Ma qual è l’importanza degli schemi di attaccamento e dei
modelli operativi interni nell’origine della rabbia e dell’aggressività? Inutile dire che un modello operativo interno fondato su un attaccamento sicuro, permette di poter contare su conforto e aiuto in caso di difficoltà. Durante le prime competizioni con i coetanei, è inevitabile che il bambino sperimenti l’umiliazione di una sconfitta. Se il piccolo sa di poter far conto su un sostegno e un appoggio, l'esperienza è tollerabile e lo prepara ad affrontare con serenità le nuove sfide. Diversamente, se lo schema di attaccamento è insicuro, se le figure di attaccamento sono emozionalmente fredde e distanti, spaventate o spaventanti, non c’è aspettativa di sostegno e soccorso; l'esperienza traumatica è perciò difficile da superare, e nell'affrontare le successive competizioni, il bambino mostrerà un’eccessiva timidezza, comportamenti di evitamento, oppure una elevata quota di rabbia e aggressività.

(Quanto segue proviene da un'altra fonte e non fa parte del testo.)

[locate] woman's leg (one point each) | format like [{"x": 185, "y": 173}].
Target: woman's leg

Affrontate le situazioni che scatenano la collera, e le ipotesi
psicologiche che cercano di spiegare da dove nasca, per un genitore è fondamentale sapere come poter aiutare il proprio bimbo a gestire la rabbia. Innanzitutto, bisogna garantirgli la sicurezza, la sua come eventualmente quella di altri piccoli coinvolti nella crisi. Purtroppo non è raro che un bimbo si lasci andare a una crisi di rabbia in situazioni pubbliche, magari nel bel mezzo di una coda al supermercato. Prenderlo in braccio può iniziare a tranquillizzarlo, ma appena si raggiunge un posto sicuro, permettiamogli di recuperare da solo la calma. Anche l’abitacolo dell’auto va bene, purché ci si limiti a pronunciare poche parole, quel che basta a far intendere che non succederà nulla fino a quando non smetterà di gridare e fare i capricci. Inutile cercare di parlare con un bimbo in crisi, per scoprire insieme da dove arrivi la sua collera. Questo è un passaggio fondamentale ma successivo, una volta recuperata la serenità; e a questo punto bisogna sempre ricordarsi di riconoscere la legittimità dei sentimenti di rabbia. Il bambino deve poter contare su un adulto che comprende le cause delle sue emozioni, anche se non accetta i modi con cui le ha manifestate.